• Source:JND

AI-based video generation has been on the rise in the recent past. Amid the ongoing debates of deepfakes and powerful tools like OpenAI's Sora, Google researchers have announced VLOGGER. It is a "text and audio-driven" AI model that can generate videos using just one image of a person. Building on generative diffusion models, the apparatus works via two models.

It includes the "stochastic human-to-3d-motion diffusion model" and an architecture to augment text-to-image models with spatial and temporal controls. These advanced machine learning models help generate realistic high-quality footage of people talking. The output is "controllable" and can vary in length to deliver a realistic representation of the face and the body.

Also Read: Sora AI Video Generator: Bicycle Race On Ocean To Drone Race On Mars, Check Out Results From OpenAI's Text-To-Video Tool

According to the researchers, the method does not require any specific training to generate the dynamic video of an individual. It "does not rely on face detection and cropping, generates the complete image (not just the face or the lips), and considers a broad spectrum of scenarios" such as the torso and other identities.

(Video Source:enriccorona.github.io/vlogger)

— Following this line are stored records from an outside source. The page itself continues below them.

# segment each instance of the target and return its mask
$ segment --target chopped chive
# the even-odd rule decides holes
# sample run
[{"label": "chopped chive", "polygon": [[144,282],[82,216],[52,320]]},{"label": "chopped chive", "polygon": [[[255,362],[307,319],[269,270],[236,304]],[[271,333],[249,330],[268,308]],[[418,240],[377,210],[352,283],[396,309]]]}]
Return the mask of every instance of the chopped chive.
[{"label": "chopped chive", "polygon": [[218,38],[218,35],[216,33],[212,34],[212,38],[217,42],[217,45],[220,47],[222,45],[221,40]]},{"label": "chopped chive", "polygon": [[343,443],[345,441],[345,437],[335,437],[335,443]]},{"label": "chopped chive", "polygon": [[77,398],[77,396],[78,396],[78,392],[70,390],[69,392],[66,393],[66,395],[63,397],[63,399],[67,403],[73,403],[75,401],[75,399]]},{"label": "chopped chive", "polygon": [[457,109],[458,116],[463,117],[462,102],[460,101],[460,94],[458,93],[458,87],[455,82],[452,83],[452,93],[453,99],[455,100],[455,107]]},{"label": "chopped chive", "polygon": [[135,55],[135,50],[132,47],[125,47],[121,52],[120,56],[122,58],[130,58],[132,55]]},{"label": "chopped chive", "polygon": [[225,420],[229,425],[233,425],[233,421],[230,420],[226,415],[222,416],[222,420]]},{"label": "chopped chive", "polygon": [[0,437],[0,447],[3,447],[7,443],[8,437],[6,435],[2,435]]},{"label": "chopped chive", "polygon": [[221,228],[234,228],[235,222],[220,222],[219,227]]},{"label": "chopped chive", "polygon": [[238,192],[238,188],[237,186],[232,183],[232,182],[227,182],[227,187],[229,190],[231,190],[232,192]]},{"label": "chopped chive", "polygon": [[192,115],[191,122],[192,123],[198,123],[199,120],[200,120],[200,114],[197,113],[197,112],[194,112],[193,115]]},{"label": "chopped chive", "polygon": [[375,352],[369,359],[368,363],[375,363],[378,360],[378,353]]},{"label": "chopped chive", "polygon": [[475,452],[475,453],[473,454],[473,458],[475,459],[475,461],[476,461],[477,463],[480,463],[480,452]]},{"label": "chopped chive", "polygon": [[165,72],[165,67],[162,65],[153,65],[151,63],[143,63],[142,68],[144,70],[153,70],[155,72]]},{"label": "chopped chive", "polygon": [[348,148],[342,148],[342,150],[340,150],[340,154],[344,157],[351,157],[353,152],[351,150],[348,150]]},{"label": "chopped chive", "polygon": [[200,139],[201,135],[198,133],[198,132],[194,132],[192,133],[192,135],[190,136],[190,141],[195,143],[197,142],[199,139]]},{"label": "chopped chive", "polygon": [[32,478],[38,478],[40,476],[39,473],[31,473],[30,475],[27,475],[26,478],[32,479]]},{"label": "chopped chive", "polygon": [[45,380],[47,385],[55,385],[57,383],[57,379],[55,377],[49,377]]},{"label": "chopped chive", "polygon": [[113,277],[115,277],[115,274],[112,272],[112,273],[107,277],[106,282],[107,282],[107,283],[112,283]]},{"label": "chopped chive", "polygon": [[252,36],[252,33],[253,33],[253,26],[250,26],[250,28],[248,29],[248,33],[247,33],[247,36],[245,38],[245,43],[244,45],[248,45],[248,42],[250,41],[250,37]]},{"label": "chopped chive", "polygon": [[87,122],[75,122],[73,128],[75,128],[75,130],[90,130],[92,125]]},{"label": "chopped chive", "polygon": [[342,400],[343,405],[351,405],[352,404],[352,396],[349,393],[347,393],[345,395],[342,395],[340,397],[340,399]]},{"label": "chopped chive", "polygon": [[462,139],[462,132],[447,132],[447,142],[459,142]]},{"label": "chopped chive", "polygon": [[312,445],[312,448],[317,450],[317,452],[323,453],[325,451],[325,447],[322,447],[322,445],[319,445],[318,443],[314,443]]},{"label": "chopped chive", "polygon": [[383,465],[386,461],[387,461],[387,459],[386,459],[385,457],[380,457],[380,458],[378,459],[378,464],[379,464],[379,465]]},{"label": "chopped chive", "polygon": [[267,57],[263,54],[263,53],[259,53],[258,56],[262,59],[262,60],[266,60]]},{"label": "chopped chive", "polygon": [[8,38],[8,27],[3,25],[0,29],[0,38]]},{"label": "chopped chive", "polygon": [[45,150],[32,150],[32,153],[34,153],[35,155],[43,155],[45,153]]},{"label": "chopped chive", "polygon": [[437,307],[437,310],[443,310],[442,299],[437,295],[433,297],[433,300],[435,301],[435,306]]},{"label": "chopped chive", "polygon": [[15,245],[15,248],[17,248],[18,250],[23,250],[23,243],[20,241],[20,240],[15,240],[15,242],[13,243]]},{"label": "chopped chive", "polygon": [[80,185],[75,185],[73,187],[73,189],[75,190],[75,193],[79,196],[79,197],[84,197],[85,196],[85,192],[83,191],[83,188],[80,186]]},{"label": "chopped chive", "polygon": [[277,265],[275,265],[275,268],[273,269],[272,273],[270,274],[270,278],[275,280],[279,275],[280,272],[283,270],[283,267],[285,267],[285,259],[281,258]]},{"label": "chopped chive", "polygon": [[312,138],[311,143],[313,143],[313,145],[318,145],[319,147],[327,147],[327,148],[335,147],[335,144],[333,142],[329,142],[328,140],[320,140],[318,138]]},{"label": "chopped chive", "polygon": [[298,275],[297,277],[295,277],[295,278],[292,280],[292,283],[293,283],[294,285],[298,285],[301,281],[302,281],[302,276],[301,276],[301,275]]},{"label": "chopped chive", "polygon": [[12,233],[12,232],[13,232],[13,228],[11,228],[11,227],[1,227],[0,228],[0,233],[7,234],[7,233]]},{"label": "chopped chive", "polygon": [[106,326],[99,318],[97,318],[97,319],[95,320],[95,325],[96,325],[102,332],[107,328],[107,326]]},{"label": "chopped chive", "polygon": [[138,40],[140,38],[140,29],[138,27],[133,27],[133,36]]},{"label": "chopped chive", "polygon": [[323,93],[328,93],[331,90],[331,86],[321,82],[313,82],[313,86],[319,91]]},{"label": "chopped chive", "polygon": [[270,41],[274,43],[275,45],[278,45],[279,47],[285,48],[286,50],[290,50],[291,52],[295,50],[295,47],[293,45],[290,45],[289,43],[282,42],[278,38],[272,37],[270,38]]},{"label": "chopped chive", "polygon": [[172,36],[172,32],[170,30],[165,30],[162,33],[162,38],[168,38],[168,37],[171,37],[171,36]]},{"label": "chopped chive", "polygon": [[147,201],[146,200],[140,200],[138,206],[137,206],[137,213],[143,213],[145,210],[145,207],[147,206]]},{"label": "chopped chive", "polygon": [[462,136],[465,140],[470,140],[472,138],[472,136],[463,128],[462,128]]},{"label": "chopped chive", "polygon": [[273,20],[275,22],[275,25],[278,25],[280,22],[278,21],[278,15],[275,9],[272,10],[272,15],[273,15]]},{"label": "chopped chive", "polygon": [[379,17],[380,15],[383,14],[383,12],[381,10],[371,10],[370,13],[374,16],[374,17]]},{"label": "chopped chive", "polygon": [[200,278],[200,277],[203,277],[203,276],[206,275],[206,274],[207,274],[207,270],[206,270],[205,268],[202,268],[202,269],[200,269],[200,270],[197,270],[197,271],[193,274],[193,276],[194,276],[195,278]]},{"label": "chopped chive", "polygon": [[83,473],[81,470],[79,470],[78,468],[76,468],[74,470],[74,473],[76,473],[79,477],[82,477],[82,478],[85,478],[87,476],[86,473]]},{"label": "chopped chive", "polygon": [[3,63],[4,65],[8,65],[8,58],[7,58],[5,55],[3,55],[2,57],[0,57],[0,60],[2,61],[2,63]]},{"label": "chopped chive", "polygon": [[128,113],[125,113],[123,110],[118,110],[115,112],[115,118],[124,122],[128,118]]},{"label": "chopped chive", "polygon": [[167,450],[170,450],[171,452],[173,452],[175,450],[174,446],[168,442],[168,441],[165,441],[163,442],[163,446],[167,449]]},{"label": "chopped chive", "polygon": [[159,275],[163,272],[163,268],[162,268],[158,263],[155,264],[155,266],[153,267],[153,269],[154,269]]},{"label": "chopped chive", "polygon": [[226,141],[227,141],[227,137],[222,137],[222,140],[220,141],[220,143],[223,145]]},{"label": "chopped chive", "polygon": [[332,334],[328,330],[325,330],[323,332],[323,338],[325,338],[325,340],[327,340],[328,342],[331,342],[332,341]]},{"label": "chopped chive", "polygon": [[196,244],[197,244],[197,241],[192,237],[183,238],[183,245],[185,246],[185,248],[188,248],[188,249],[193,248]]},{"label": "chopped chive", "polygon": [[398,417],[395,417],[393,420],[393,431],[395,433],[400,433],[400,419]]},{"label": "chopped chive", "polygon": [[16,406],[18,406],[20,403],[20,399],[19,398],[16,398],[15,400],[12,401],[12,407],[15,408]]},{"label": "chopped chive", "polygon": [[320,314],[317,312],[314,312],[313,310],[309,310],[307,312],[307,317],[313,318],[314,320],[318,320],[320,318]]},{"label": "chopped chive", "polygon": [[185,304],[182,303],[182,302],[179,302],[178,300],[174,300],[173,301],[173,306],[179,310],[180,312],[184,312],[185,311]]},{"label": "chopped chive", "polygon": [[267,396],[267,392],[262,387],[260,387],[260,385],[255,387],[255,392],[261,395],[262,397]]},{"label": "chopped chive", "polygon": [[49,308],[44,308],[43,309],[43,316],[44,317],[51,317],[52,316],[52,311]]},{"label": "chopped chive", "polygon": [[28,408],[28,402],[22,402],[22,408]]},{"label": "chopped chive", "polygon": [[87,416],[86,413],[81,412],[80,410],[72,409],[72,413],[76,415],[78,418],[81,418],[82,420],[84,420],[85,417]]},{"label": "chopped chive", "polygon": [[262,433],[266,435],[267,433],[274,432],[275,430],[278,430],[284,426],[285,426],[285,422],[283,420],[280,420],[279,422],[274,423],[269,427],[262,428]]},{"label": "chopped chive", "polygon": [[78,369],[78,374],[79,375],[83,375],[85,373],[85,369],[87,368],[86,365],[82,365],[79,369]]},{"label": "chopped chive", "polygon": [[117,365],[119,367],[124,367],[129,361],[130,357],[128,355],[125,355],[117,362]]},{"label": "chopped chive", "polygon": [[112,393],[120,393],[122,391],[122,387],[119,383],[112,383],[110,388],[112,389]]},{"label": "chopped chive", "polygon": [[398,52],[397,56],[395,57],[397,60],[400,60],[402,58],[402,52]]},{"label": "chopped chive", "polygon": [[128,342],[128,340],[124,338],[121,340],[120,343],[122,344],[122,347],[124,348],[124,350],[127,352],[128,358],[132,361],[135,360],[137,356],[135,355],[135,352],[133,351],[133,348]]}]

In simple words, the model processes the photo and the audio clip and then produces a video to match the audio and represent the person in the photo as talking and making hand and facial gestures. It has been curated on a MENTOR dataset which is larger than 2,200 hours and 8,00,000 indentities. This helps VLOGGER personalise results based on varying factors such as age, ethnicity, clothes and more.

It can be used to edit existing videos such as changing expressions of a subject or adding frames, according to the researcher led by Enric Corona. Other use cases include changing the spoken language in a video while keeping the lip sync and facial expressions realistic.

Also Read: ImageFX To MusicFX To TextFX, All About Google's Latest Generative AI Playgrounds Now Live

"VLOGGER can be used as a stand-alone solution for presentations, education, narration, low-bandwidth online communication, and as an interface for text-only HCI [Human-Computer Interaction]," the authors noted. While the output shared on the website has a set of downsides that make it appear artificial in the current setting (such as robotic expressions and static background), it does raise several concerns about its misuse.